Vita, ricerca, denuncia

Ne Il colore del nome (280 pagine, 17,50 euro), edito da Solferino, il giornalista Vittorio Longhi mostra ottime doti di narratore lungo e ci intrattiene intelligentemente attraverso una splendida sanguinante vicenda no fiction e fiction, in parte biografica, storica, introspettiva e investigativa, insieme pure un avvincente romanzo di vari meticci generi letterari e una cruda denuncia di molteplici indegni comportamenti sociali e istituzionali. La sceneggiatura mescola tre piani temporali: la vicenda dell’originaria maschia famiglia italiana e l’incontro con le donne eritree lungo un paio di generazioni meticce; la propria esistenza dalla nascita con i genitori in Sicilia, alla quasi immediata ennesima fuga triste e assurda di Pietro (già segretamente marito e padre molto tempo prima), alle coraggiose scelte di Loretta che gli garantiscono affetto, benessere e l’identità del cognome paterno; la costruzione della propria stessa identità culturale, morale e lavorativa, in particolare con le attività professionali fra il 2012 e il 2014 a Bruxelles, fino al fatidico delicato viaggio verso l’altra africana metà dei suoi colori, odori, umori, sapori e immaginari. Sono convinto che da decine di millenni siamo tutti afrodiscendenti e che da millenni sia l’intera nostra specie a essere meticcia, biologicamente e culturalmente. Purtuttavia, nel corso dell’esistenza di una singola persona, si verificano specifiche ulteriori materiali mescolanze, di geni e colori, di culture e sopraffazioni.
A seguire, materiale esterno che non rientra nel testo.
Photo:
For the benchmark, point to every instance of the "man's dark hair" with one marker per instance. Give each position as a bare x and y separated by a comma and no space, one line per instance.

Così, la concreta vita di popoli e comunità ha indotto da oltre cinque secoli a questa parte la tentazione di nominare e raggruppare (e spesso discriminare) come colorati o “meticci” gli arrivi di bimbi e bimbe dalla riproduzione (più o meno consensuale) fra umani di differente colore della pelle (da cui il titolo del libro).
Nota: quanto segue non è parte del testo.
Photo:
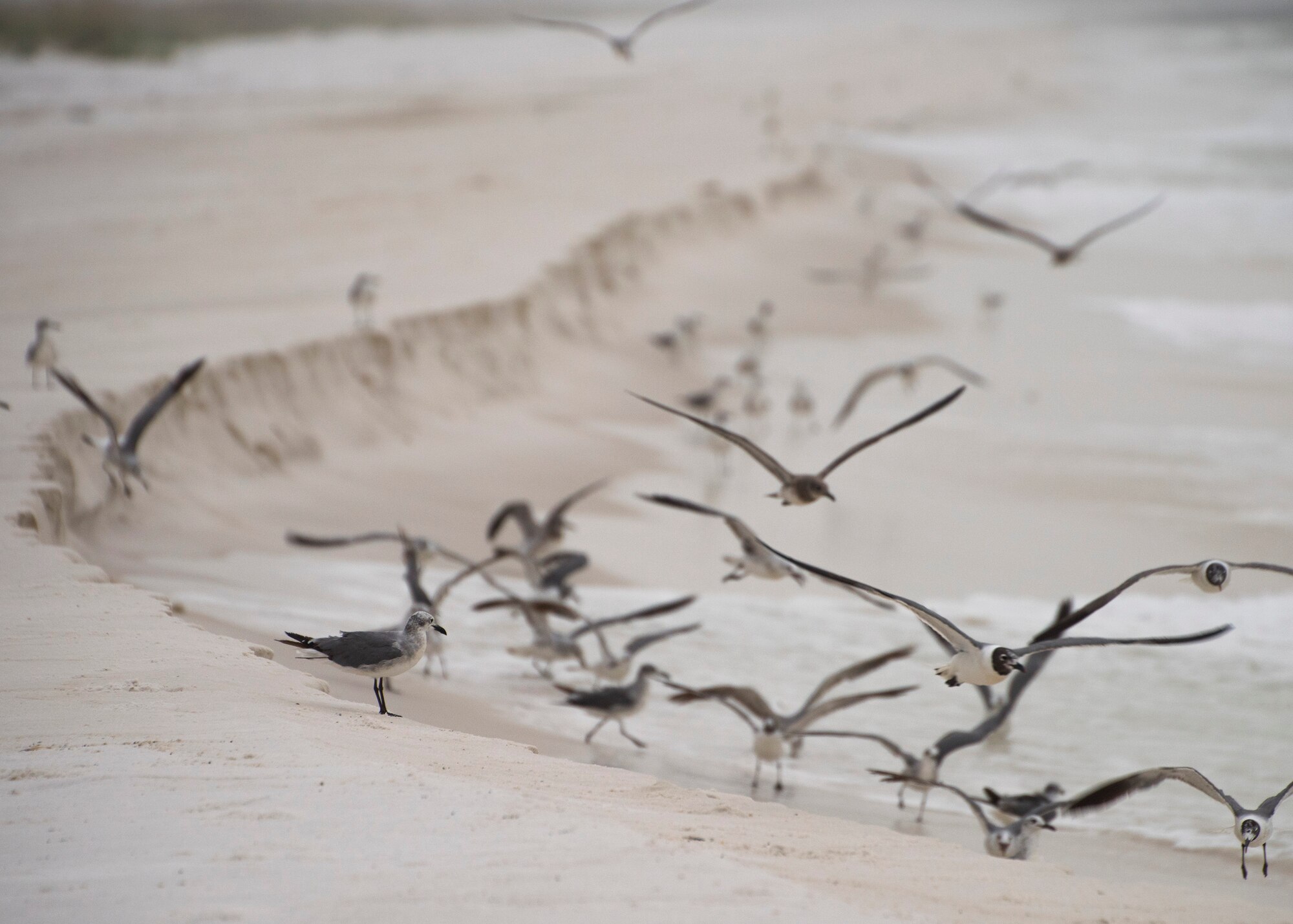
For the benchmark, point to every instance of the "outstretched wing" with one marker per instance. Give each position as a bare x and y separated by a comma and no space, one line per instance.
570,25
758,455
72,385
1109,227
1114,790
1153,639
903,425
807,717
677,10
652,638
153,408
946,628
863,386
855,671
Il grazie alla madre, la dedica alle donne

Longhi ricostruisce molti aspetti anche giuridici della questione, nell’Italia coloniale e poi fascista, ma anche nell’Italia e nell’Eritrea di oggi, sempre irrisolti, con un utile parallelo con l’americana one drop rule. La narrazione è in prima al presente per il 2012-2014, in prima e terza al passato per i secoli e decenni precedenti. Usa la terza anche su sé stesso infante e adolescente, l’attenzione grata si rivolge alla biografia della madre, del resto la dedica è “per le donne che oltrepassano i confini. Del nome, del colore, del tempo”. Potendo, Vittorio porta Rosso Conero alle cene a casa d’amici. Non ci resta che riassaggiare e provare a fare del buon ziginì.